En Iran, les femmes en danger si l’Occident ignore le sexisme

Plus que jamais, la pression doit être maintenue sur les gouvernements du monde qui ignoreraient, voire nieraient, les droits des femmes. Bien entendu sur l’Afghanistan des Talibans et leur apartheid de genre, mais aussi sur le voisin et ancien ennemi des Talibans, la République islamique d’Iran, où résonnait voilà un an le slogan kurde Jin, Jiyan, Azadî, Femme, Vie, Liberté, devenu depuis mondial, après le meurtre par la police des mœurs islamique de la jeune entraîneuse de natation et aspirante-médecin Mahsa Jina Amini, par ailleurs membre des minorités kurde et sunnite du pays. Si le régime des mollahs se maintient depuis à Téhéran, le mouvement populaire de septembre 2022 l’a considérablement affaibli et il le sait, tentant de maintenir une apparence de contrôle sur les esprits mais ne trompant plus personne.

Une autre jeune femme issue d’une minorité ethnique, Elaheh Ejbari, âgée de vingt-deux ans, a récemment attiré l’attention en subissant des tortures qui ont manqué de faire d’elle une nouvelle Mahsa Amini. Elaheh Ejbari, qui est baloutche, avait fui son Sistan-Baloutchistan d’origine aux traditions patriarcales archaïques pour Téhéran où elle avait manifesté après le meurtre de Mahsa Amini. Elle y gagnait sa vie en dispensant des cours particuliers de langues.
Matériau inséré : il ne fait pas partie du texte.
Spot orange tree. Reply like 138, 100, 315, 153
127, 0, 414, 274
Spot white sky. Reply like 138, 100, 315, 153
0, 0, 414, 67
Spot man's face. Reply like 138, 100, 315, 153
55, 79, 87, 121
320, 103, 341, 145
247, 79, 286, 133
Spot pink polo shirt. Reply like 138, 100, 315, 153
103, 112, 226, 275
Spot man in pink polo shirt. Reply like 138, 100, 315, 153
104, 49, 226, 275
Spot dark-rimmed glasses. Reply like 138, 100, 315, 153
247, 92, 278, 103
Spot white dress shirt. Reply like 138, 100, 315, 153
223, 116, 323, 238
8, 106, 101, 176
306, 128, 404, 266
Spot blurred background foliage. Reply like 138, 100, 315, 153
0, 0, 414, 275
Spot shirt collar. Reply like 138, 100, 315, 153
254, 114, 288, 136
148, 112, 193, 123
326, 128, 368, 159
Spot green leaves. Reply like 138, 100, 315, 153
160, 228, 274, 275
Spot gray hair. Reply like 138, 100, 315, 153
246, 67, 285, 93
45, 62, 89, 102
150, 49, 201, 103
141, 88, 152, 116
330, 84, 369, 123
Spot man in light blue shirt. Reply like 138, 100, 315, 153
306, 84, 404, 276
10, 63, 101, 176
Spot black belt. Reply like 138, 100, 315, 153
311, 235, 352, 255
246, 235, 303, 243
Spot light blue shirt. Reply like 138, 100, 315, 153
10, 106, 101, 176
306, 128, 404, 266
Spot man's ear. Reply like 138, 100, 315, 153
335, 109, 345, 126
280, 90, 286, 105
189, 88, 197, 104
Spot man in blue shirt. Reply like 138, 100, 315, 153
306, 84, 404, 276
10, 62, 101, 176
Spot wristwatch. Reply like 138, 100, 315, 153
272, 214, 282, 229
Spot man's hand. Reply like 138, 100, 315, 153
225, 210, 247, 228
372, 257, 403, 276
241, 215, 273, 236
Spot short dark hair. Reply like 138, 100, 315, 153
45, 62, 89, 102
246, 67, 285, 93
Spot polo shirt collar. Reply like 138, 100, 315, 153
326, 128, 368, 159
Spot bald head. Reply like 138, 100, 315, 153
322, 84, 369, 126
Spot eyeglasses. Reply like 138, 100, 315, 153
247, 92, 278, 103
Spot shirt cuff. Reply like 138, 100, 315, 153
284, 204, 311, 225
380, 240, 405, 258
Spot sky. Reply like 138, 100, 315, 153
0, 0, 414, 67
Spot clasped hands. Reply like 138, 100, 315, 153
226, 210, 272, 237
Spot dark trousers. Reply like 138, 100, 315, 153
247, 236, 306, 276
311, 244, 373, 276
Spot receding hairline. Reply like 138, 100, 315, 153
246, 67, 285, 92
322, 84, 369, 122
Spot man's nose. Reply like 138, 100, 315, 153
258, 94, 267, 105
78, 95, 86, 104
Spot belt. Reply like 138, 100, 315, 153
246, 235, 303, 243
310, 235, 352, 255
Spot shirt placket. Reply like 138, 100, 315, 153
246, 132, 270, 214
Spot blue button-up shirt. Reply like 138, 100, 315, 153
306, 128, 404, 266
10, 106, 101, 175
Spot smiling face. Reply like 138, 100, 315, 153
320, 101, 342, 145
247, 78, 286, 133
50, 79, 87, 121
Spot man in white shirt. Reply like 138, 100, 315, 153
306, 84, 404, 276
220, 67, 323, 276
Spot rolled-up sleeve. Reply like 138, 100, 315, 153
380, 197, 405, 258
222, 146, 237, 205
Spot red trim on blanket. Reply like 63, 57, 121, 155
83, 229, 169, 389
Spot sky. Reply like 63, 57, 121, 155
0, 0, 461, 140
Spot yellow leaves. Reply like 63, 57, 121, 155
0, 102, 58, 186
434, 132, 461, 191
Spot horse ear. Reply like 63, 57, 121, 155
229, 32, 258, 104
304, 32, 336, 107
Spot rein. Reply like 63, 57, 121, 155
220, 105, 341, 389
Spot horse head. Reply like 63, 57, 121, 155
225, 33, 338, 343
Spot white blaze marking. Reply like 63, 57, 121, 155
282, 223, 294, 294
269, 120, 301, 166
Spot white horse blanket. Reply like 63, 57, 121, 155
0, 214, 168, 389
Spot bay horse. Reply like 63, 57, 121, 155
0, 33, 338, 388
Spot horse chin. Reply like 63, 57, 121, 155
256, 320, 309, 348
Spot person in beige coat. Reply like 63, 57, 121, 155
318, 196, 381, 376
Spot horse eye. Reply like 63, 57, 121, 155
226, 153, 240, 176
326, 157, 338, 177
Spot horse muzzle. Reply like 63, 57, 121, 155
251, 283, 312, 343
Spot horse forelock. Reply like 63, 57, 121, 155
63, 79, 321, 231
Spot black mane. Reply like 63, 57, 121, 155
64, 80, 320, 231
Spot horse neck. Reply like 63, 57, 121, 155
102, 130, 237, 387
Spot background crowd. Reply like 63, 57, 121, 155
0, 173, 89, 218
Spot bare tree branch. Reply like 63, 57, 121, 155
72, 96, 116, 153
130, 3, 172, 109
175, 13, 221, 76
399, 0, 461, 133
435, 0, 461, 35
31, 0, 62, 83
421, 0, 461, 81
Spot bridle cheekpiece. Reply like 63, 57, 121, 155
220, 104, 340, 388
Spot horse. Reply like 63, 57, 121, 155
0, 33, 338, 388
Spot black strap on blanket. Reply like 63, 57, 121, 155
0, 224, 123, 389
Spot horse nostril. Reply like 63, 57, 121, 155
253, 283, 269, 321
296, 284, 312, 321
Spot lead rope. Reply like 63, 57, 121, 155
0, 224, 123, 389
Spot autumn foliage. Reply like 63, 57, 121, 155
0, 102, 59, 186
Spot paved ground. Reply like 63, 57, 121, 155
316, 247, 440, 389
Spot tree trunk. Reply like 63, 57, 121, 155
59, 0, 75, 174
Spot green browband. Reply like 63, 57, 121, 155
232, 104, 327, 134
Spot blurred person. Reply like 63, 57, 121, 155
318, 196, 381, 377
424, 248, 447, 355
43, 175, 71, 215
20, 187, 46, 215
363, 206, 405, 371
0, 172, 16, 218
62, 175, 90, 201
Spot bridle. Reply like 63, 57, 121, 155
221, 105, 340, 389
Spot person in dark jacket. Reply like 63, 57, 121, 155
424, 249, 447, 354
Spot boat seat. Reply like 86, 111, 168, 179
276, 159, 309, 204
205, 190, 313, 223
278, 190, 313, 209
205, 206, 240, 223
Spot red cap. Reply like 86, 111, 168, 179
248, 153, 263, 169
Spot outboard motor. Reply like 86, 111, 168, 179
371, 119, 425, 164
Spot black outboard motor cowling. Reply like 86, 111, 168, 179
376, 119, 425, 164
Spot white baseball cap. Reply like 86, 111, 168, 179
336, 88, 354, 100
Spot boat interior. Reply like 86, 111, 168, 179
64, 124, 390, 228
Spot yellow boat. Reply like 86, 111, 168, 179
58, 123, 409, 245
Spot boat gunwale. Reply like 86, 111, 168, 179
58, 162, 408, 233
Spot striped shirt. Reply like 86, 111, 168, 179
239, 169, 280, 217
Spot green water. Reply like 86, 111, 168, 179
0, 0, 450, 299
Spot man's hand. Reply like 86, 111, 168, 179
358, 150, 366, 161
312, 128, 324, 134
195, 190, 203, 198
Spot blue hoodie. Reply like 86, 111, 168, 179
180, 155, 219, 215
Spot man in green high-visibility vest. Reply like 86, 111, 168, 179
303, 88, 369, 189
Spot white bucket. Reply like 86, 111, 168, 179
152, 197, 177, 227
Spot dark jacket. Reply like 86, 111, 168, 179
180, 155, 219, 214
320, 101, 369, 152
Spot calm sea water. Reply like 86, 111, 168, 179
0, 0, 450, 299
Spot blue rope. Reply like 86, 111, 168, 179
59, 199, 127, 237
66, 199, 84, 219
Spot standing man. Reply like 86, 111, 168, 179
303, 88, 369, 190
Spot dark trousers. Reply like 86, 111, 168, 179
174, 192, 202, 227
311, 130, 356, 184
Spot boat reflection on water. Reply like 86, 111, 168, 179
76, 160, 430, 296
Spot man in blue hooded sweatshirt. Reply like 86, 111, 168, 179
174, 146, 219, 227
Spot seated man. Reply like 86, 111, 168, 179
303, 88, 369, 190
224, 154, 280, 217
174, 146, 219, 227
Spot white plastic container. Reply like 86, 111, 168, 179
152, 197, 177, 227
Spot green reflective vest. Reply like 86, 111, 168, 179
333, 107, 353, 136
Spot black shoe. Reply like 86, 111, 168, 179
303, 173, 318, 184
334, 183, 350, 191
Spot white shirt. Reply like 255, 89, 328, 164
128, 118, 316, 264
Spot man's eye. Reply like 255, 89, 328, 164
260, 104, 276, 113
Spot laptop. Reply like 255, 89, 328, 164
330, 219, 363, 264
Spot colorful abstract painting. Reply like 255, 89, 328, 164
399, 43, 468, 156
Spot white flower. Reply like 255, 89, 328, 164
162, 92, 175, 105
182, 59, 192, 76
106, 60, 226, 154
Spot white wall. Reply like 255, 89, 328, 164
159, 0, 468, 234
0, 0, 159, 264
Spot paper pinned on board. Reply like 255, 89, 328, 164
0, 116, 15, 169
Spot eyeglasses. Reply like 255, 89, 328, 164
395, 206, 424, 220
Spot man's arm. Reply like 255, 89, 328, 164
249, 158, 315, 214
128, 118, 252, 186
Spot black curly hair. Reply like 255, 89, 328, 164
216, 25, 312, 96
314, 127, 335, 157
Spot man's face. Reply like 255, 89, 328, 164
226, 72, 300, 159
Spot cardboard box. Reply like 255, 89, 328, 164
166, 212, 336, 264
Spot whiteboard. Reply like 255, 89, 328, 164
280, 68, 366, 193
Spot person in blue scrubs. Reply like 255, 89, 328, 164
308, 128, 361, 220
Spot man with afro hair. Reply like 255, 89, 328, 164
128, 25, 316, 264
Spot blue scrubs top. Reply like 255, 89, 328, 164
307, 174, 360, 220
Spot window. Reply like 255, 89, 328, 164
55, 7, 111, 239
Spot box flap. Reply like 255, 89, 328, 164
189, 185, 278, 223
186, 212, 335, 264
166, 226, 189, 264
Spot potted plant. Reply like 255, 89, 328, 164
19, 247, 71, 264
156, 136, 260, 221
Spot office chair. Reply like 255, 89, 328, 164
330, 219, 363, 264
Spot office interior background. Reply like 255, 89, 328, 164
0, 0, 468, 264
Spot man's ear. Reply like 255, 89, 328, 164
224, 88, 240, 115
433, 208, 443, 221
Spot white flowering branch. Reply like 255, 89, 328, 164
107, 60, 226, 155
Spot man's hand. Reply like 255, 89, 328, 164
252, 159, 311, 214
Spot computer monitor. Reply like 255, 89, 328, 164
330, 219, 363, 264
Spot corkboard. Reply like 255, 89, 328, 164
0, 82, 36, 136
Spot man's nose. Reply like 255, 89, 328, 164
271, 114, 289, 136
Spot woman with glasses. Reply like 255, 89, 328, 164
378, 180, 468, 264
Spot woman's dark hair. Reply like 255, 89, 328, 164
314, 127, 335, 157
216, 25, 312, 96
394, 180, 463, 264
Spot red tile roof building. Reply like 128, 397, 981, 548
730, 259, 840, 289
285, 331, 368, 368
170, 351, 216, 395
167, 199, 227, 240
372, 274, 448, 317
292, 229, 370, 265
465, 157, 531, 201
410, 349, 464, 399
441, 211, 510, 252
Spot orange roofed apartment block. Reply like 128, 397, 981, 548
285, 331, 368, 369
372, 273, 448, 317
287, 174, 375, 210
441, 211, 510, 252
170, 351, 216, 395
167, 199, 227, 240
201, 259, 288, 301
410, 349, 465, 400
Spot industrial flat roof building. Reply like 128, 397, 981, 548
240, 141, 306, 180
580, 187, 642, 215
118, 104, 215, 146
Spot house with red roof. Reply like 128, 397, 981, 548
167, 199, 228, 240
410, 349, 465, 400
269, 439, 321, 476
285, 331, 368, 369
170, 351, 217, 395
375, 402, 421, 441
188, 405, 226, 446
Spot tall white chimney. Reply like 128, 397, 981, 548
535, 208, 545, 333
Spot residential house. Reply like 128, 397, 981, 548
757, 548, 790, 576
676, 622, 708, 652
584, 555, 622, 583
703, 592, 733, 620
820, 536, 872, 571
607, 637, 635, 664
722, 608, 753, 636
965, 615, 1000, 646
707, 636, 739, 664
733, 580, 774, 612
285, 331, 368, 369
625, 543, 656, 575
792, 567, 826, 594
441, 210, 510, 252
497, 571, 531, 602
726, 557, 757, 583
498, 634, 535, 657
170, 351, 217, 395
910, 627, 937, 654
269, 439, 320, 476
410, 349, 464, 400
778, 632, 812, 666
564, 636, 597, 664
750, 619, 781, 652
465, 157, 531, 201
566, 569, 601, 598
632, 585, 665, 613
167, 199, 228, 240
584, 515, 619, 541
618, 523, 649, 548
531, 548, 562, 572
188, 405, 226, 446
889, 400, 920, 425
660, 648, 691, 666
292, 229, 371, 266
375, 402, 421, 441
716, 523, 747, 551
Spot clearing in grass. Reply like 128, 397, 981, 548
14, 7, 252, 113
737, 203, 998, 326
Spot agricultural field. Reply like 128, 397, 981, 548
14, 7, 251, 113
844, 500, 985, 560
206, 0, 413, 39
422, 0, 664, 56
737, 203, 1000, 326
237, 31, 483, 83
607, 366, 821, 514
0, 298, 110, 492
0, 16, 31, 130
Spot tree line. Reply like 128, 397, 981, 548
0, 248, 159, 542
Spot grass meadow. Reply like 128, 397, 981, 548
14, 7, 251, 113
Le 5 décembre dernier, revenant d’un cours, elle est enlevée par des inconnus qui la jettent dans une camionnette. L’insultant sur sa peau mate et son origine baloutche, ils l’accusent d’être à la solde de groupes d’opposition à l’étranger puis, après l’avoir frappée, ils lui coupent les cheveux de force, lui arrachent ses vêtements et en viennent – eux aussi – aux attouchements sexuels, lui disant tout leur mépris de la lutte des femmes d’Iran depuis un an.

«Tu aimes ça. Tu dis ‘Femme, vie, liberté’, tu veux te retrouver toute nue, c’est ça ton slogan ? Alors c’est que tu aimes ça. Tu devrais nous remercier.»

Après quatre jours de séquestration, où ils lui répétaient qu’ils ne la tueraient pas mais la renverraient au Baloutchistan pour que ses oncles s’en chargent, ils jettent Elaheh Ejbari en pleine rue. Elle retrouve ses amies, bien sûr inquiètes depuis quatre jours, et leur raconte son calvaire. Sa vie désormais détruite, ses élèves de cours de langues se désistant les uns après les autres et le propriétaire de son logement l’expulsant – peut-être, selon elle, par suite de pressions – elle finit par s’exiler en Turquie où elle vit aujourd’hui.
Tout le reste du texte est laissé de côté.